An only child born and raised in Ottawa to immigrants from Haiti and the Cameroon, Rameau was enrolled in music lessons at age three. Just after celebrating his sixth birthday, he started piano classes.
“I loved making noise on the piano, but like most kids, I hated to practice,” Rameau said. “For the next seven to eight years, I played a game with my parents where I would do well in my lessons and, at the end of the year, I would ask them if I could quit. They would say, ‘Son, just give it one more year’. By the time I got to Grade Nine, I was playing music that was more complex and advanced and I really enjoyed it. I was motivated then to practice on my own. That all happened because my parents basically didn’t give me a choice. They could see that I was talented and pushed me when I needed to be pushed.”
Playing the saxophone in junior high school, he was turned on to the bassoon while at De La Salle Arts school.
“The orchestra was looking for bassoon players and they said they would pay for my lessons and I can play in the orchestra,” Rameau recalled. “I took up the challenge. I didn’t know much about the instrument, but I loved its sound.”

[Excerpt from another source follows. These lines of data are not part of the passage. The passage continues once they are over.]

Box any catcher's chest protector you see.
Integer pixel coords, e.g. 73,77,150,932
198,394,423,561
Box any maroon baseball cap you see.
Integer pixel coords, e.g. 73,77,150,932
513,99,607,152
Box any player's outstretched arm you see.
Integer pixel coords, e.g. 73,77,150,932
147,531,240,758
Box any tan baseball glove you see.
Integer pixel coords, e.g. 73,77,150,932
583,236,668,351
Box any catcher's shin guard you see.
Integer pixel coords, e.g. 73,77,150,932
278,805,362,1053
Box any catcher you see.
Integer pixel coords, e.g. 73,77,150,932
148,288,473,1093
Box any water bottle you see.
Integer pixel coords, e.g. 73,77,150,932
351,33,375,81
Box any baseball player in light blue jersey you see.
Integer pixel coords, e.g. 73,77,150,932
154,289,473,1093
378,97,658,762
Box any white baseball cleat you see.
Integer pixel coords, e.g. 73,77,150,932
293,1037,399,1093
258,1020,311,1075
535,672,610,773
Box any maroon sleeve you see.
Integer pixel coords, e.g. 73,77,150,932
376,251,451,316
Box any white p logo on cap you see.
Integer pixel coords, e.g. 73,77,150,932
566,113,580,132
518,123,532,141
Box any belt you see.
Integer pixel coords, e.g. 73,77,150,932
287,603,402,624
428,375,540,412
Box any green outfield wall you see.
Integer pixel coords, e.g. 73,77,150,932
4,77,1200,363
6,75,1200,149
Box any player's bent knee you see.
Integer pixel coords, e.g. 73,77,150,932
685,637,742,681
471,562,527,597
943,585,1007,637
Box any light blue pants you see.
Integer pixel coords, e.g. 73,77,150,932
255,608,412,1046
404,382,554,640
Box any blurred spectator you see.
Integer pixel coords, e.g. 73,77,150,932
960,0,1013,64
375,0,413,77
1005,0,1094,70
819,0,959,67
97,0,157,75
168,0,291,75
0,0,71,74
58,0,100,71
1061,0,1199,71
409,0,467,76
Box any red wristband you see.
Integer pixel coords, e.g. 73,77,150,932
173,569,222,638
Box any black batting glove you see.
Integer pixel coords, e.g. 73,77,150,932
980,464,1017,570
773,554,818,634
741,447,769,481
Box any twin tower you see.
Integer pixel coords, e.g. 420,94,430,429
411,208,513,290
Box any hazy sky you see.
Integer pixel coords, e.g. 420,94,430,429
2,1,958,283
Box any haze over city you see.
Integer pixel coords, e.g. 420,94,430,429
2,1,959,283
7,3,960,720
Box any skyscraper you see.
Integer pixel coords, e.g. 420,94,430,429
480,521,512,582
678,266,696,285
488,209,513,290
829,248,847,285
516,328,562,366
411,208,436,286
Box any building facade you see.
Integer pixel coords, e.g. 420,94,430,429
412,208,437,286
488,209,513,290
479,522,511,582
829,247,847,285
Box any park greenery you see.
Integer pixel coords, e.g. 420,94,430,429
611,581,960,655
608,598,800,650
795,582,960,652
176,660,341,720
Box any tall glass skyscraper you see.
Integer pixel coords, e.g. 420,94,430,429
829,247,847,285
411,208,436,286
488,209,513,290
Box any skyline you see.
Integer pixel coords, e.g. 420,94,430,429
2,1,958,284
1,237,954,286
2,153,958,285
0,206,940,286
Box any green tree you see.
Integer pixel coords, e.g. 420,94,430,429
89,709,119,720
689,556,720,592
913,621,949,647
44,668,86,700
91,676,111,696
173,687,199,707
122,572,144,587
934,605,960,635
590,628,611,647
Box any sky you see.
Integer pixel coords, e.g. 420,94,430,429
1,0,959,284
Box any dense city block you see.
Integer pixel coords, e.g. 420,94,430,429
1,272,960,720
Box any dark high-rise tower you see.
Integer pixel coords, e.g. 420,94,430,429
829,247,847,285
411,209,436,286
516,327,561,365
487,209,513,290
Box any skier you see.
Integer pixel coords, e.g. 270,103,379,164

Appearing in its modern form in the 19th century, the bassoon features prominently in orchestral, concert band and chamber music literature.
“The range of the tenor sax which I played, I found to be exactly the same as the bassoon,” Rameau said. “In the context of a symphony orchestra, the bassoon plays a very diverse role because it is a low instrument and it has a lot of accompaniment parts where you are playing with the cellos, bases, trombones or the tulas. But because it can go high, it also has a lot of solo lines. Sometimes, you have to lead, sometimes you have to follow, sometimes you have to accompany and sometimes you have to stand out and fit in.”
McGill University appeared on Rameau’s radar while he was in the guidance counsellor’s office and he played in the symphony orchestra in his freshman year which is unusual.
“I remember the first time playing the first note of a piece and it was big and of such a high quality that, right away, I knew I was in a different world and if I wanted to be there, I had to raise my game,” the 2019 recipient of ArtsATL.org – Atlanta’s leading publication for the Arts – Luminary Award for Arts Education said. “McGill trained me to hustle and work very hard.”
Spending summers in New York City and other parts of the United States with his paternal relatives provided Rameau with a familiarity level when the time came for him to decide where he was going to pursue post-secondary studies.
“McGill was the best place I could go to in Canada for music and if I was going to continue my studies, my options were the United States or Europe which I didn’t have an interest in,” said the 2014 winner of the McGill Alumni Association James G. Wright Award that honours graduates who make exemplary contributions to their communities through voluntary service. “My bassoon teacher at McGill was a Yale graduate, so that too factored into my decision.”
Though a resident south of the border for the last 14 years, Rameau hasn’t ruled out the possibility of returning to Canada to live and work. He visits his parents in Ottawa at least once a year.
“I could come back, but the focus right now is on the Atlanta Music Project,” added Rameau who has performed at Carnegie Hall and the Kennedy Centre and was a soloist last year with the Orchestra Symphonique des Jeunes de l’Ontario Francais in Ottawa. He also lectured at several universities, including the University of Manitoba.
This year, Rameau was selected to take part in the DeVos Institute Global Arts Management Fellow program that supports leaders in positions of decision-making authority in developing, implementing and refining organizational strategies.
Fellows attend a four-week residency in Washington, D.C. in July for three consecutive years and engage in mentoring and cohort-based activities between residencies.